04.24.19 | Linda J. Rosenthal, JD

The editors of The Nonprofit Times recently published a warning to charities around the nation: More than ever, state regulators are taking aim at certain accounting practices they assert are misleading and improper. In particular, they are focusing on two issues: (1) allocation of joint costs and (2) valuation of gifts in kind (GIK); that is non-cash donations.

While – so far – the regulators’ positions on these accounting principles have not yet been reviewed by any court, organizations that engage in them are clearly in the cross-hairs of these enforcement agencies. “By taking the time to understand and properly apply these accounting principles, organizations can reduce their risk of being the target of regulatory scrutiny.”

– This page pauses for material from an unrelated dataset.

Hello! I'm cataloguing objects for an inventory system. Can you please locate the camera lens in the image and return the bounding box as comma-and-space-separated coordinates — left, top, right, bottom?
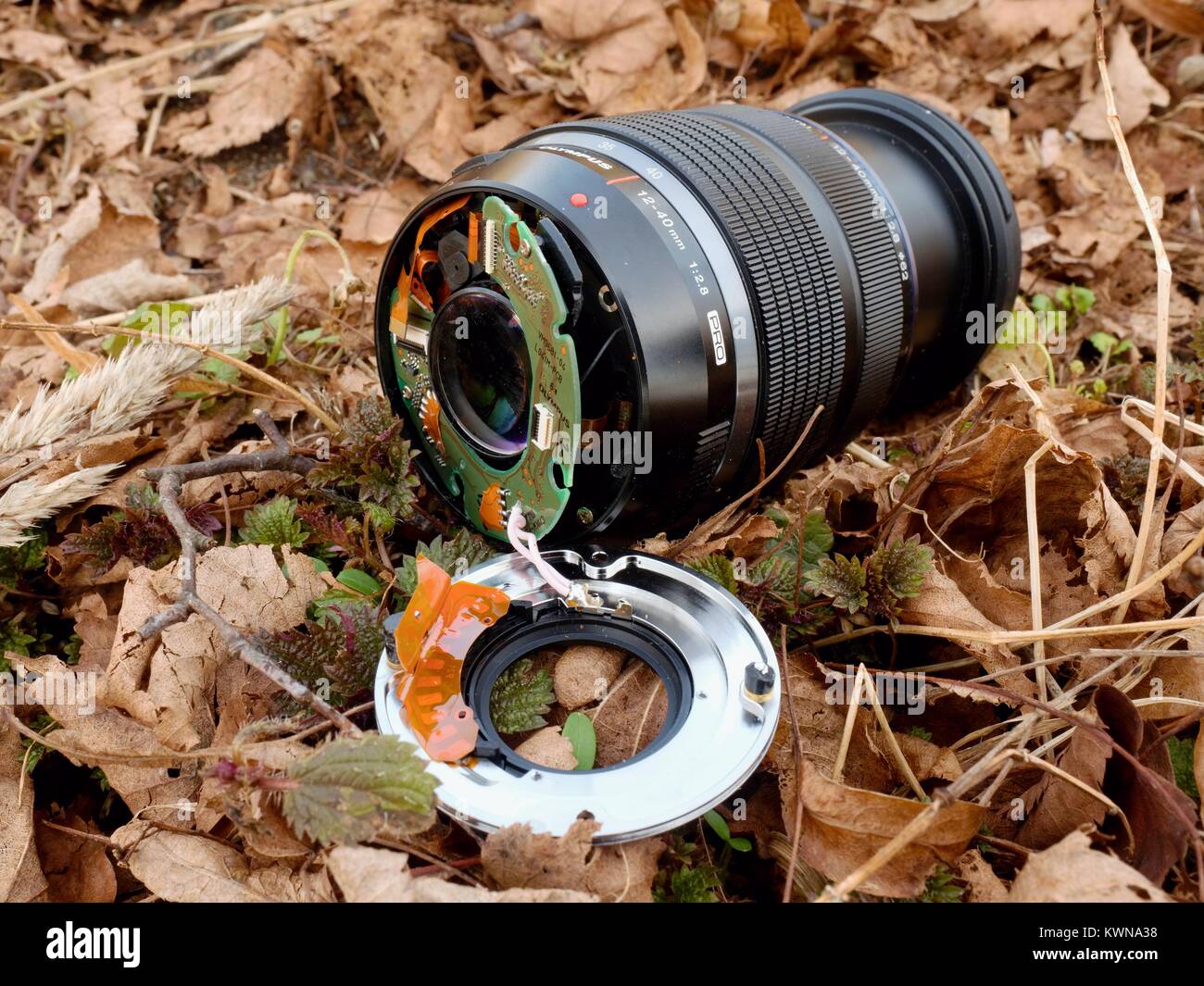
430, 281, 531, 457
376, 89, 1020, 542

In the past, charities have worried the most about a possible audit by the Internal Revenue Service. More recently, though, the enforcement power and focus have shifted to the state officials. There are several reasons for this change. First, since the early 2000s, state regulators have ramped up their enforcement interests and capabilities to run somewhat concurrently with federal regulators’ activities. Second, the IRS has suffered from severe budget cutbacks and staffing shortages, and otherwise has been hamstrung by Congressional negativity toward the agency.

Accounting Irregularities

Key states – especially, California, New York, and Michigan – have brought high profile enforcement actions in recent years alleging that “as a result of an incorrect allocation of joint costs, the organization […under scrutiny…] has, in effect, made materially false statements in the financial documents they submit as part of their required state reporting.” California has also recently taken aim at “similar false statement allegations” related to “GIK valuations.”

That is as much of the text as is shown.